Fig.9 and Fig.10 demonstrate the SEM images and corresponding EDS line scanning results of the S2 and S3 sample interfaces, respectively. In the bottom region of the deposited sample, the difference in microstructure at the interface between 100% 304 stainless steel and 90% 304 stainless steel+10% Mo is obvious, and the interface is clear. With the increase in Mo content and the number of deposited layers, the mixed region exhibits a relatively homogeneous transition structure, and the layer interface of the sample gradually becomes blurred, as shown in Fig.9i‒9j. The EDS line scanning results confirm the fluctuation of the content of major alloying elements (Mo, Fe, Cr, and Ni) in the adjacent interfacial region. The content of element Mo gradually increases along the direction of sample deposition, while the content of elements Fe, Cr, Ni slowly decreases. S2 sample shows a smoother elemental change due to the small change rate of the composition, and the major elements Fe, Mo, Cr, and Ni in the gradient transition region along the direction of the composition gradient show a good linear relationship. In each composition transition region, due to the impermissible dilution effect, the content of each element gradually changes, alleviating the uneven phenomenon of stepwise elemental changes, which is the result of full diffusion between layers.
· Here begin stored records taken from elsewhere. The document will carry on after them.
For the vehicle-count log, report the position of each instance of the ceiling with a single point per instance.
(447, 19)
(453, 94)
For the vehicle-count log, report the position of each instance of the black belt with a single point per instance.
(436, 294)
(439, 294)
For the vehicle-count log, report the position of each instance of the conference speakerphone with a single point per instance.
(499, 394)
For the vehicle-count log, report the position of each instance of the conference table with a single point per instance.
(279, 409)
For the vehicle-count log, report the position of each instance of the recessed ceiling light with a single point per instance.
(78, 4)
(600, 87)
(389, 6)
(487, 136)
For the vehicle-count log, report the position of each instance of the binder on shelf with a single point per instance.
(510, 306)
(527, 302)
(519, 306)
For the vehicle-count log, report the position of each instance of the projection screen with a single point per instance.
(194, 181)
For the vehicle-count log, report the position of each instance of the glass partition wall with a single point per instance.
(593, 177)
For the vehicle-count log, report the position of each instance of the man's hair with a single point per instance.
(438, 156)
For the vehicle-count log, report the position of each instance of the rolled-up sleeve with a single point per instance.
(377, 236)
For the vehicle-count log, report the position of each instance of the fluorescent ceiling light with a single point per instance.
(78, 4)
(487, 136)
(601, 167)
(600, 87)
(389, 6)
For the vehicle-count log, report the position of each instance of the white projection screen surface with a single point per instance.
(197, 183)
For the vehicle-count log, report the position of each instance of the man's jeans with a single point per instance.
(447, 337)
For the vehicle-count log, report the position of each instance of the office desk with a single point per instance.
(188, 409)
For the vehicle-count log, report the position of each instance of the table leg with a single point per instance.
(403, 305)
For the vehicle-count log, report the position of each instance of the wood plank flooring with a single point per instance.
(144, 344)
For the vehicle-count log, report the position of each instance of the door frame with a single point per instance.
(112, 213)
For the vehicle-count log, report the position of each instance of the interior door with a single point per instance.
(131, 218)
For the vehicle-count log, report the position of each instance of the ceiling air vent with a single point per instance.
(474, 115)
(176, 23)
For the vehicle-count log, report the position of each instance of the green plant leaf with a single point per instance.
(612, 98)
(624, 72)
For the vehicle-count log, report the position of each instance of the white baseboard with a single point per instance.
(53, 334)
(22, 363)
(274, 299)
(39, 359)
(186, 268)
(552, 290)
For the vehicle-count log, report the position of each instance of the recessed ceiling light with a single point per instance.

For the S3 sample with a compositional change rate of 30%, the elemental content of Fe, Mo, Cr, and Ni shows a certain degree of nonlinear relationship. The elemental content at the interface changes sharply, and the elemental transition is not smooth. A comprehensive analysis of the above shows that the reduction of the composition gradient will promote the uni-form transition of the composition without elemental abnor-mal distribution and sharp changes, eliminating the sudden microstructure change in the layer interfacial connection of the heterogeneous materials, which makes the microstructure transition uniform, and ensures the overall performance of the functional gradient material at the same time.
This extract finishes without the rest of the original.